Let the sphere and the scientist be placed initially close together so that as they approach the earth their geodesics converge enough to bring their surfaces in contact some time before the larger impact. (It is the fantastic size of the hollow sphere that allows the surfaces of the two bodies to meet somewhere above the earth's surface). From the moment the sphere and the scientist come in contact until they reach the surface of the earth a static inertial acceleration between them will intensify as each tries to conform to its own geodesic at an ever greater angle to the normal. The situation will, if viewed in isolation, come to resemble the gravitation of a small body pressing against a planetary surface (although the gravitation between them is actually insignificant due to their negligible masses) and the scientist will even be able to stand upon the sphere.
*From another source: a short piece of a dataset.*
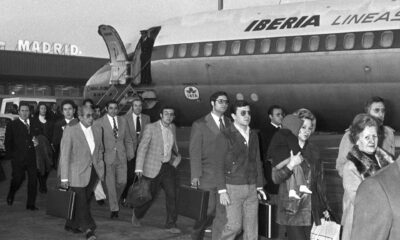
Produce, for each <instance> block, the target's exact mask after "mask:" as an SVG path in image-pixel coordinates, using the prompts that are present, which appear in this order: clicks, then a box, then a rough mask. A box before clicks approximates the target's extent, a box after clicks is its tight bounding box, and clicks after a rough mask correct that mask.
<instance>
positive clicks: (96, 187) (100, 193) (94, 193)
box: [94, 181, 107, 201]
This development of an increasing inertial acceleration between the test bodies is the only aspect of the situation that changes from the moment they meet; the earthward component of their motion continues as before, a relative gravitation.

In a
manner that is similar to the first experiment, force has developed in the *resistance* to what is in this case a
convergent gravitation of two bodies toward a third. And once the two reach the
earth the situation remains essentially the same: Each of them, now in
conjunction with the entire conglomerate of the earth, presses toward the
center of mass with the same sort of conflict of geodesics as was observed
between them when they were gravitating from a distance. Along with the other
components of the earth at and below the surface, they are resisted, and thereby
induced with a static acceleration, by those further below, due to the
coincidence of the common inclination toward the center of mass and the
subordinate obstructions.

This
second experiment demonstrates that it is only in the inertial conflict of geodesics
(or as in the first experiment, in a singular inertial acceleration) that force
can be observed in association with gravitational phenomena. The intersection
of geodesics and the consequent inertial effects constitute the *interruption* of gravitation, and what is
commonly conceived as "the force of gravity" at a surface could be more
accurately described as *anti-gravitation*.